Sato A, Inoue T, Kurasawa T, Ikeda N, Nakatani K, Ikeda T, Yoshimatsu T
National Minami-Kyoto Hospital, Kyoto, Japan.
Kekkaku. 1998 Dec;73(12):733-8.
We evaluated retrospectively the causes of death from active pulmonary tuberculosis by the review of records and chest radiograohs of 364 patients (male 282, female 82) with active pulmonary tuberculosis, who were admitted to our hospital during 1995 to 1998. 43 patients (male 33, female 10) were died under anti-tuberculous chemotherapy. 20 cases were tuberculous death; death from acute progression of tuberculosis without response to chemotherapy (acute progression group) in eight cases and death from debility in spite of partial response to chemotherapy (debility group) in eight cases. 23 cases were died from underlying diseases; death from malignant neoplasmas (malignant group) in nine cases and death from complication of bacterial pneumonia (pneumonia group) in seven cases. In acute progression group, the age (mean +/- SE) was 64.8 +/- 5.2 years old and the survival period from admission was 11.8 +/- 4.2 days. Five cases were laborer or unemployed. This group was characterized with far advanced diseases presenting extensive lung lesions complicated with DIC or hepatic dysfunction, low performance status (PS), severe malnutrition and lymphocytepenia. In debility group, the age was 70.8 +/- 3.9 years old and the survival period from admission was 254.6 +/- 90.7 days. Five cases were laborer or unemployed. This group was characterized with multiple underlying diseases, low PS, previous anti-tuberculous chemotherapy and resistance to INH and/or RFP. In malignant group, the age was 69.3 +/- 3.2 years old and the survival period from admission was 99.9 +/- 21.2 days. This group was characterized with relatively well nourished, relatively good PS in comparison with other groups, and lymphocytepenia. In pneumonia group, the age was 82.8 +/- 1.7 years old and the survival period from admission was 153.3 +/- 54.5 days. This group was characterized with remarkably advanced age, low PS related to underlying disorders of central nervous system. In the causes of death with active pulmonary tuberculosis under chemotherapy, inhomogenous groups were included. Extensive disease, low PS, malnutrition, lymphocytopenia, previous chemotherapy, resistance to INH and/or RFP, and poorer social circumstances seemed to be risk factors for tuberculous death. In contrast, underlying malignant nepolasma, lower PS, and far advanced age were seemed to be the risk factors for non-tuberculous death.

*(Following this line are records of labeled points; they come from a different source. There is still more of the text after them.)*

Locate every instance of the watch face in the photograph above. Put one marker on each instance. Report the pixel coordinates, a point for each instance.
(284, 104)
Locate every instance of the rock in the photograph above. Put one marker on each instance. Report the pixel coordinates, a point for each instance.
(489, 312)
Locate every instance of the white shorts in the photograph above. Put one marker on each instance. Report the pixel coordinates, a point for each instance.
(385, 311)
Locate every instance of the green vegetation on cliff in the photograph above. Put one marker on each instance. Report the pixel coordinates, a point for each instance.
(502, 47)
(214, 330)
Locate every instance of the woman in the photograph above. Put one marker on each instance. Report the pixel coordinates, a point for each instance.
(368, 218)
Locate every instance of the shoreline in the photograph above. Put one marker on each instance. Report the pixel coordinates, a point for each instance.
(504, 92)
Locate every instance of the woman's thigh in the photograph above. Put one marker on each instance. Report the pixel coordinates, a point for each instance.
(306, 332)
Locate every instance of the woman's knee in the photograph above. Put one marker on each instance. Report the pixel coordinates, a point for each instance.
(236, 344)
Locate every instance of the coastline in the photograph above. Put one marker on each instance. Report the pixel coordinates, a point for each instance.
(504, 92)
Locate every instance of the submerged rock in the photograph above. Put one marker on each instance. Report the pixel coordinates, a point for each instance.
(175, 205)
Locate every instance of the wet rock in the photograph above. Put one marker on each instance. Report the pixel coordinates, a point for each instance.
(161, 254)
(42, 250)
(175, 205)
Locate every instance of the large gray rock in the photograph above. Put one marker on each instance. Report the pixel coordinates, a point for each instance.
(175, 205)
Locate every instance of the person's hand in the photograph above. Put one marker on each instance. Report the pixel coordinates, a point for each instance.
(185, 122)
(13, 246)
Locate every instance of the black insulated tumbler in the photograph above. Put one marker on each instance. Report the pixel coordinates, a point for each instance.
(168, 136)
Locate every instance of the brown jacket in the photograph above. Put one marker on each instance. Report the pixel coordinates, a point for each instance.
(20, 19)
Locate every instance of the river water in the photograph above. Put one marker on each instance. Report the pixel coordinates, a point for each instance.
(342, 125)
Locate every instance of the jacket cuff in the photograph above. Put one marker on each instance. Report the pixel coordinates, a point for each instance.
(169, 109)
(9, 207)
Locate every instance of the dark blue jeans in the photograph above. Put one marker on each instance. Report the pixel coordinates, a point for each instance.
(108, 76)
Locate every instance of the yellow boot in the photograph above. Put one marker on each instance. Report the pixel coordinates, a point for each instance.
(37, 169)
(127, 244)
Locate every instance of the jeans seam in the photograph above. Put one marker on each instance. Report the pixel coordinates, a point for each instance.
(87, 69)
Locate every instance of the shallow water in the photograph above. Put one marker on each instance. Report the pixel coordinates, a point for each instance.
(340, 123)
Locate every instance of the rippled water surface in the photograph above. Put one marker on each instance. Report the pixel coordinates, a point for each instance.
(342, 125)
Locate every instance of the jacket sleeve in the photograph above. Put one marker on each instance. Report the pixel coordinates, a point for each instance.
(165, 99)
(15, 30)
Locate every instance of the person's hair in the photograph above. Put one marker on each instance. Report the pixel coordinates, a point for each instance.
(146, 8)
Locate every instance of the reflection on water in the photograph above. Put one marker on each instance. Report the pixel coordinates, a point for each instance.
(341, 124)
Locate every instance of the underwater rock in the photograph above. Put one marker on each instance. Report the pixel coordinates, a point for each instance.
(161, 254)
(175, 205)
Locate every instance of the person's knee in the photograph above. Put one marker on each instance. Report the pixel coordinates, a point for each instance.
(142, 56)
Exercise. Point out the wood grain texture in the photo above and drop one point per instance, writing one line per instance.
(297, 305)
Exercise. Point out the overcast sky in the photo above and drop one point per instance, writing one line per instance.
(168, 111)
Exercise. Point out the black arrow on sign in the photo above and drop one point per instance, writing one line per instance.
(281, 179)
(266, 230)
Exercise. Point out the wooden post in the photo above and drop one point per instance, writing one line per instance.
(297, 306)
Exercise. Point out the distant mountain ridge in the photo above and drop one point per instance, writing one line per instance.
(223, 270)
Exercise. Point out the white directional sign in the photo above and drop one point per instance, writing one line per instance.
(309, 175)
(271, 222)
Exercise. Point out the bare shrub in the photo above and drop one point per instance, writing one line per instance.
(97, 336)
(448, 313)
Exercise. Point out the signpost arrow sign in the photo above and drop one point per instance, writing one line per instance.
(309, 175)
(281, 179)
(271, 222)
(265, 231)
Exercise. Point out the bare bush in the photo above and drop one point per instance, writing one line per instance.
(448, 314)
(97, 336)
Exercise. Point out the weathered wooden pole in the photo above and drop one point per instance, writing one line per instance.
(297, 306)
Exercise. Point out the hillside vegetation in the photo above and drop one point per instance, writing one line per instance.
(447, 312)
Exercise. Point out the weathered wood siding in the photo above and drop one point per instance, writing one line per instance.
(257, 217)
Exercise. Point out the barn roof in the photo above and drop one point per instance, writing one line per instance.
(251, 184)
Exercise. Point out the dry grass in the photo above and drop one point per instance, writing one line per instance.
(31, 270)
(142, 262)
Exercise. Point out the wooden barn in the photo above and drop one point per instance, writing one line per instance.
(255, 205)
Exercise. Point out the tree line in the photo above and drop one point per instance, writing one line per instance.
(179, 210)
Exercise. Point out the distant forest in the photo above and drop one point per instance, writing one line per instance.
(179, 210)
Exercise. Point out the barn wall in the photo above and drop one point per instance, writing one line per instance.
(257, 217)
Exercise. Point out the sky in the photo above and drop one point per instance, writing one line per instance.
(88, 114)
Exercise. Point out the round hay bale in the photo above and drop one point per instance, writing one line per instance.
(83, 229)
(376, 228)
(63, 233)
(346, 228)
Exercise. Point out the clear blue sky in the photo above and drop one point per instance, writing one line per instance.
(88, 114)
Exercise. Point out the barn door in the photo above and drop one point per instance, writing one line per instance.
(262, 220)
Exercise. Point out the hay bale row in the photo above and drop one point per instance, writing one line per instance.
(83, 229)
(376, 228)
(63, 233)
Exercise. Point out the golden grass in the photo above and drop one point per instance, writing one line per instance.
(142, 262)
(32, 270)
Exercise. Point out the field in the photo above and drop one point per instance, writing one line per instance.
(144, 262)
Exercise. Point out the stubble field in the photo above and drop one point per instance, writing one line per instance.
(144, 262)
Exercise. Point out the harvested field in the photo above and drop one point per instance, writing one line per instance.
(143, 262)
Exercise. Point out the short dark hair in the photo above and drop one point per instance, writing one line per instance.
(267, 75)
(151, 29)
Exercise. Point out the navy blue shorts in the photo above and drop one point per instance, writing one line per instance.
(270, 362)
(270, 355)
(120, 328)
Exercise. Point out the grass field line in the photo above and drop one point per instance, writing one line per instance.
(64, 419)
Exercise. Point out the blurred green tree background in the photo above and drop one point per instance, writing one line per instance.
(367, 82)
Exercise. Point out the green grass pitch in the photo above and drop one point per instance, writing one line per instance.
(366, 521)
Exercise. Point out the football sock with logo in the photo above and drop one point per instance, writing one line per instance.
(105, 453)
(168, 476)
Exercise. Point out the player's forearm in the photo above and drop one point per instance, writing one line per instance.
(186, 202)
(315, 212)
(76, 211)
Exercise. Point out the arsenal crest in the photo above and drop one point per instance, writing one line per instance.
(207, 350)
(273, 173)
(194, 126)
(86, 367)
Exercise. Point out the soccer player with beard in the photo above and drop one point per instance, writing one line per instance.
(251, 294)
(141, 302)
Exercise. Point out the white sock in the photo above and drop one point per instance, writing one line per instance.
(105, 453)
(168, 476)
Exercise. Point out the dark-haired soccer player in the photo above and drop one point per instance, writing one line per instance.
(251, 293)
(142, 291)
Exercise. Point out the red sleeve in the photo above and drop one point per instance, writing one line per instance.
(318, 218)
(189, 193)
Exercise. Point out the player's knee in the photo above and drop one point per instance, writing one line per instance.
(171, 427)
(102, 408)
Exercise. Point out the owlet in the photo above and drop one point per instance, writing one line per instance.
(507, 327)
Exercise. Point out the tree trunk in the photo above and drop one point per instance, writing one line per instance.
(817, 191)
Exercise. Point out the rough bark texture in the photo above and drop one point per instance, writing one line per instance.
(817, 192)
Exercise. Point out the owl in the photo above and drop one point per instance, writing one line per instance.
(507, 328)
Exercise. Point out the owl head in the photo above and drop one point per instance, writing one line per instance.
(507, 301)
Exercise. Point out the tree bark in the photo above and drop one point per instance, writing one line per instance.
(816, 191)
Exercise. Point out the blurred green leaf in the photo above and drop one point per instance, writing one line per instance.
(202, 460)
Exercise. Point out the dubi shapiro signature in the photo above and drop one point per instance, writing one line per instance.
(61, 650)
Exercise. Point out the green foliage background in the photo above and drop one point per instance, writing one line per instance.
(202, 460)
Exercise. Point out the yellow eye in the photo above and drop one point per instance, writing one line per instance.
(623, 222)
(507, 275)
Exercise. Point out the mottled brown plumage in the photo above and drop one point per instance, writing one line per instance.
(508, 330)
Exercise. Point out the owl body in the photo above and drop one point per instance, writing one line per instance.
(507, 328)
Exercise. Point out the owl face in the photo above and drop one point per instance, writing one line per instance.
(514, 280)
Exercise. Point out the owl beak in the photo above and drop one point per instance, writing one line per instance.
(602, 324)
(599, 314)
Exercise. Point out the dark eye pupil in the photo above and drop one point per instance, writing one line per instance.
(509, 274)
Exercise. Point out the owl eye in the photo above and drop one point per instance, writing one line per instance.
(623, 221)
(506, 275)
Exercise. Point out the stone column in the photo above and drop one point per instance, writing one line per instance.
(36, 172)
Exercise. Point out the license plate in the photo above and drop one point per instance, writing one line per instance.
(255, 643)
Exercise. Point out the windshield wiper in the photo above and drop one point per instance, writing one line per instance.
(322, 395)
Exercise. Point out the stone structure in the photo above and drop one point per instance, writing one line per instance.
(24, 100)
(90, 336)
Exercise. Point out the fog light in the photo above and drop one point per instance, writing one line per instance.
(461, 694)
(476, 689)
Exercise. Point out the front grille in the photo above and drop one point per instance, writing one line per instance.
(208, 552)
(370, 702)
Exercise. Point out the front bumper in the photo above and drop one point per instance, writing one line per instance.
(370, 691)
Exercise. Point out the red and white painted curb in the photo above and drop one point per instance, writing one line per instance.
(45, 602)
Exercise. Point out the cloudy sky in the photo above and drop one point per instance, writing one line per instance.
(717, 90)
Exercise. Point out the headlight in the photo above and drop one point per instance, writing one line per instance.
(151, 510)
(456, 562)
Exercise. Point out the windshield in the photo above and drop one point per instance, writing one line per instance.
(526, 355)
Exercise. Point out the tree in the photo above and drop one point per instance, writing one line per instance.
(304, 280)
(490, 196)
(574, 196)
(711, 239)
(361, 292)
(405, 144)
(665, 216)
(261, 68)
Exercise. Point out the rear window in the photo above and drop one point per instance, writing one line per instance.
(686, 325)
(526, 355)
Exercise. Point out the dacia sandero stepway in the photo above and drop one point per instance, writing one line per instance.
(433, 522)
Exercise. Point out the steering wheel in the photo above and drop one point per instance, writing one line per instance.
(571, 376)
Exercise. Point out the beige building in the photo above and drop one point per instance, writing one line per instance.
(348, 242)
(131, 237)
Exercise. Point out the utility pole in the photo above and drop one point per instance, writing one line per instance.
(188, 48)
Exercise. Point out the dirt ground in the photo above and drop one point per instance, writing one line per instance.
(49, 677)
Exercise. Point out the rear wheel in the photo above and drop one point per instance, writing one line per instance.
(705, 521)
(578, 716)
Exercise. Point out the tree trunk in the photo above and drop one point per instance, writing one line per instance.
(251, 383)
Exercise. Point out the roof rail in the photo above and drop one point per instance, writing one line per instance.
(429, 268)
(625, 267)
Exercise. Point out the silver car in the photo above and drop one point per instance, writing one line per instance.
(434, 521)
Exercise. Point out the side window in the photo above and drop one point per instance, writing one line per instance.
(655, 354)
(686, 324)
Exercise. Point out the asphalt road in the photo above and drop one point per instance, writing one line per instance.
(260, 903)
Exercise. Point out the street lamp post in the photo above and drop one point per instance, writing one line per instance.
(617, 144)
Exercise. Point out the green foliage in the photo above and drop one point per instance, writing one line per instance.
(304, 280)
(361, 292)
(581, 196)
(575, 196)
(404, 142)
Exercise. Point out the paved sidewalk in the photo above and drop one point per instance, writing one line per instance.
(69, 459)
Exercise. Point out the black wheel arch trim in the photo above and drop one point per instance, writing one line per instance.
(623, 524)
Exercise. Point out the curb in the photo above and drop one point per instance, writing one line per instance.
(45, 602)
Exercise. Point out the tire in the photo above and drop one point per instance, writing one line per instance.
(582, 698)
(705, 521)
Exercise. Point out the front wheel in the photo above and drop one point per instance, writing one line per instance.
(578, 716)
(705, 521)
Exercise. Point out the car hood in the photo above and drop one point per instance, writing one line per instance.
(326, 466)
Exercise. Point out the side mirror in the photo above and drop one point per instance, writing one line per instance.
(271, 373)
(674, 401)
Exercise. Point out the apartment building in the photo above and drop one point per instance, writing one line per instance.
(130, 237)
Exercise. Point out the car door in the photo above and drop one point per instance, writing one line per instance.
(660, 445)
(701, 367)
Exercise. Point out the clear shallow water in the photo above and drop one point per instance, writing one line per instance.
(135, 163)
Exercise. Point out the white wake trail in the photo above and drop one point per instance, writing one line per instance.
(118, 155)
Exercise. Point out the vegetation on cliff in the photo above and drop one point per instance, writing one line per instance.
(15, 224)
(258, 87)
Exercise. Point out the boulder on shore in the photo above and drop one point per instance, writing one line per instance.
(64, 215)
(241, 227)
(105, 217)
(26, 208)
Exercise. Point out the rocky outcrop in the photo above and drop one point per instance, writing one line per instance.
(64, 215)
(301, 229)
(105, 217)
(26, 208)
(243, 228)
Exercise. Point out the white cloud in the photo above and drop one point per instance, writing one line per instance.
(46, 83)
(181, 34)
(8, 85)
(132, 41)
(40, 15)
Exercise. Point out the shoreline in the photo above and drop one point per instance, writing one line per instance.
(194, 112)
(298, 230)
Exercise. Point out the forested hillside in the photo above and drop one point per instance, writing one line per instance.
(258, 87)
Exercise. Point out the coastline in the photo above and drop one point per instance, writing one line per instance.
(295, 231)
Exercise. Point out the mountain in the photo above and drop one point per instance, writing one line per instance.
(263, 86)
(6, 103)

我们通过回顾1995年至1998年期间入住我院的364例活动性肺结核患者(男性282例,女性82例)的病历和胸部X线片,对活动性肺结核的死亡原因进行了回顾性评估。43例患者(男性33例,女性10例)在抗结核化疗期间死亡。20例为结核相关死亡;8例死于肺结核急性进展且化疗无效(急性进展组),8例死于尽管化疗有部分反应但仍因身体衰弱(衰弱组)。23例死于基础疾病;9例死于恶性肿瘤(恶性组),7例死于细菌性肺炎并发症(肺炎组)。急性进展组患者年龄(均值±标准误)为64.8±5.2岁,入院后的生存期为11.8±4.2天。5例为劳动者或无业人员。该组的特点是疾病进展极期,肺部病变广泛,合并弥散性血管内凝血或肝功能障碍,体能状态(PS)差,严重营养不良和淋巴细胞减少。衰弱组患者年龄为70.8±3.9岁,入院后的生存期为254.6±90.7天。5例为劳动者或无业人员。该组的特点是有多种基础疾病,PS低,既往接受过抗结核化疗且对异烟肼和/或利福平耐药。恶性组患者年龄为69.3±3.2岁,入院后的生存期为99.9±21.2天。该组的特点是营养状况相对良好,与其他组相比PS相对较好,以及淋巴细胞减少。肺炎组患者年龄为82.8±1.7岁,入院后的生存期为153.3±54.5天。该组的特点是年龄极高,PS低与中枢神经系统基础疾病有关。在化疗期间活动性肺结核的死亡原因中,包括了不同类型的组。广泛的疾病、低PS、营养不良、淋巴细胞减少、既往化疗、对异烟肼和/或利福平耐药以及较差的社会状况似乎是结核相关死亡的危险因素。相比之下,潜在的恶性肿瘤、较低的PS和极高的年龄似乎是非结核相关死亡的危险因素。